Tamiang adalah sebagai simbol pelindung dan juga senjata dari Dewata Nawa Sanga sebagai lambang perputaran roda kehidupan, cakraning panggilingan untuk mengingatkan pada hukum alam (rta). Artinya, jika masyarakat tidak mampu menyesuaikan diri dengan alam, atau taat dengan hukum alam sudah pasti akan tergilas roda kehidupan, bahaya berupaya bencana alam dan kerusakan alam. 

Biasanya, tamiang dipasang di pojok rumah dan di pelinggih yang pada dasarnya, bekal yang paling utama dalam mengarungi kehidupan ini adalah ilmu pengetahuan dan bhakti (jnana). 

Sedangkan, senjata yang paling ampuh adalah ketenangan pikiran. Karena dengan ketenangan pikiran tidak akan dapat dikalahkan oleh senjata apapun. Ikang manah pinaka witing indria yang berarti pikiran itu sumber dari indria. “Ini artinya, senjata pikiranlah yang paling ampuh dan utama dalam menghadapi berbagai persoalan dalam kehidupan globalisasi kekinian yang serba teknologi canggih. Demikian disebutkan dalam kutipan artikel Metro Bali, Kuningan, Jaga Hati dan Pikiran untuk Taksu Bali.

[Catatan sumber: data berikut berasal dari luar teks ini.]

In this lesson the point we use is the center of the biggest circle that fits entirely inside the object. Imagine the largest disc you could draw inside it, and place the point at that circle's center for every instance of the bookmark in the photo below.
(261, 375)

Sementara "Sampian Tamiang" dalam Kuningan disebutkan bahwa berbagai simbol perang mewarnai perayaan Kuningan tersebut, simbol tamiang ini dimaknai sebagai pertahanan diri. Dalam menghadapi berbagai tantangan hidup, pertahanan diri yang ampuh adalah moral dan etika serta ilmu pengetahuan. 

Dengan memiliki pertahanan seperti itu umat diharapkan mampu menghadapi kegelapan, kebodohan dan musuh-musuh yang ada dalam diri. 

Dengan mampu memerangi musuh-musuh yang bersumber dari dalam diri, maupun tekanan eksternal yang ingin merusak nilai-nilai kesucian, umat diharapkan dapat mencapai jagadhita.

Demikianlah disebutkan tamiang sebagai simbol pelindung dan lambang dari perputaran roda kehidupan ini.